Between, on the one hand, the full-bore transcriptions of non-narrational flow, like Silliman's Ketjak, or Coolidge's meditative epics--or, even, going way back, to Stein's works as in Bee Time Vine--and more decorous endeavors such as Michael Palmer's Notes for Echo Lake or At Passages, or Mac Low's Stanzas for Iris Leszak--one may perceive a loosely cross-fertilized stream of possible development, flowing between outcroppings of vaunted bric-a-brac and ikonic ruin.
What I like about this writing is its employment of a kind of rhetorical futility as a tool, rather in the way Rae Armantrout does it. Though Moxley isn't about outing concealed hypocrisies lurking behind ordinary discourse, she's perfectly at home ransacking myth and treatise for whatever expediency may come to hand.
I understand that each Moxley book is different, that the progression is difficult to trace. If this is where she began, one has the sense of having stepped into a quickly moving course, aware that the source of this flow is far upstream, having incorporated several contributory rivulets and chemical bi-products along the way. This early work functions at the level of the individual phrase, the connective tissue removed, hesitating at the threshold of assertion, rejecting statement in favor of piecemeal abstraction; then it places these conjoined fragmented partialities in a way that suggests Ashbery via Andrews:
These decibels are a kind of flagellation...
If these are similar measures, the pedigree of their descent would be difficult to define. Each generation of experimenters draws upon the findings of its predecessors, but owes no ultimate aesthetic allegiance.
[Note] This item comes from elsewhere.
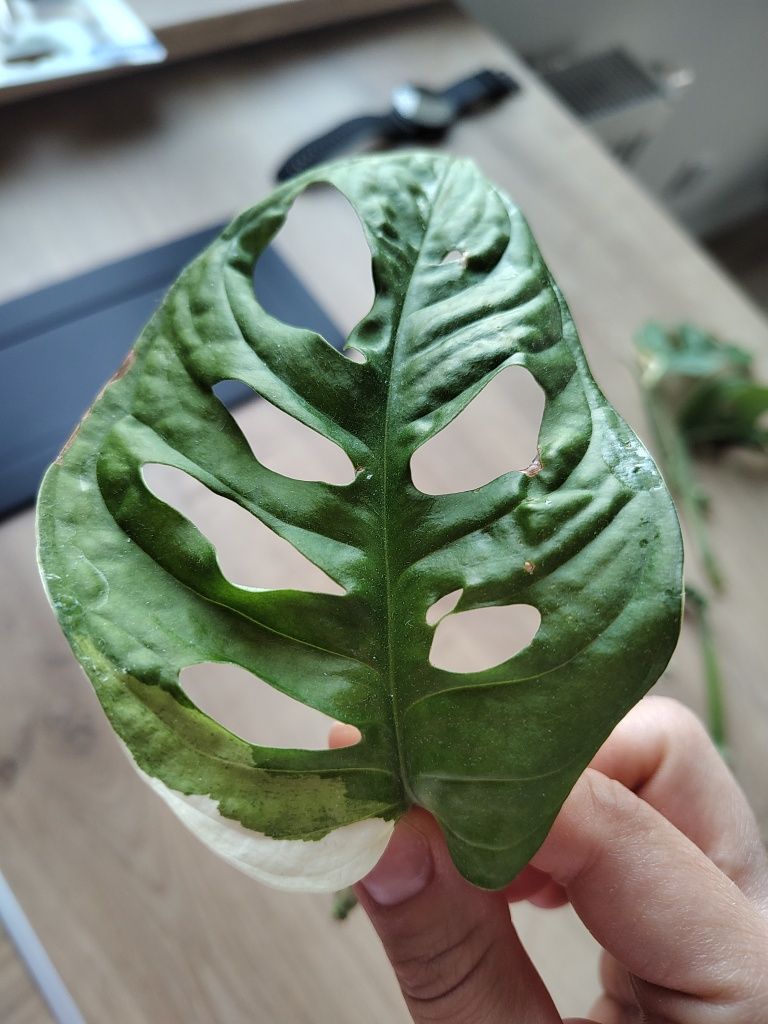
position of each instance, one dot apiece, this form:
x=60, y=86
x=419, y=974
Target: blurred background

The technologies of metaphysics involve the appropriation both of prior means, as well as new permissions of apprehension. Conjunctions and prepositions and nouns and verbs and modifiers and exclamations and interrogatives. They come out in streams of ordination, (in) an order that follows the logic of an individual consciousness. Uniqueness: Moxley's mind is unlike anyone else's, and through her language--applying her senses of expression and order--she enunciates a purposeful reorganization of known language. The page is a playground, a workspace, a circuit-board, a membrane, a lens, a window, a target, a wall, a material fact, a broadside, a site of contention, an artifact, a graded surface, an accident, an inevitable outcome, a mediated de-militarized zone, a currency of usage, a performance, a dumping-ground, a distillate, an experiment, a hitch in time, a bird in the hand. It is all these and more, and in the simultaneity of that conflation of interests, conditions, intentions and consequences, is born a hybrid.
1 A more contemporary instance might be the work and career of Jack Gilbert, whose famous early collection Views of Jeopardy  was nearly forgotten, until, 22 years later, his second collection, Monolithos , appeared, ushering in a belated, anti-climactic flurry of interest. For a poet whose work bore more similarity to contemporaries of two generations earlier (Stafford, Bly, Wright, Davison, Merrill), this had the effect of causing a reappraisal of a whole era of styles and approaches, initially, at least, thought to be over and done with.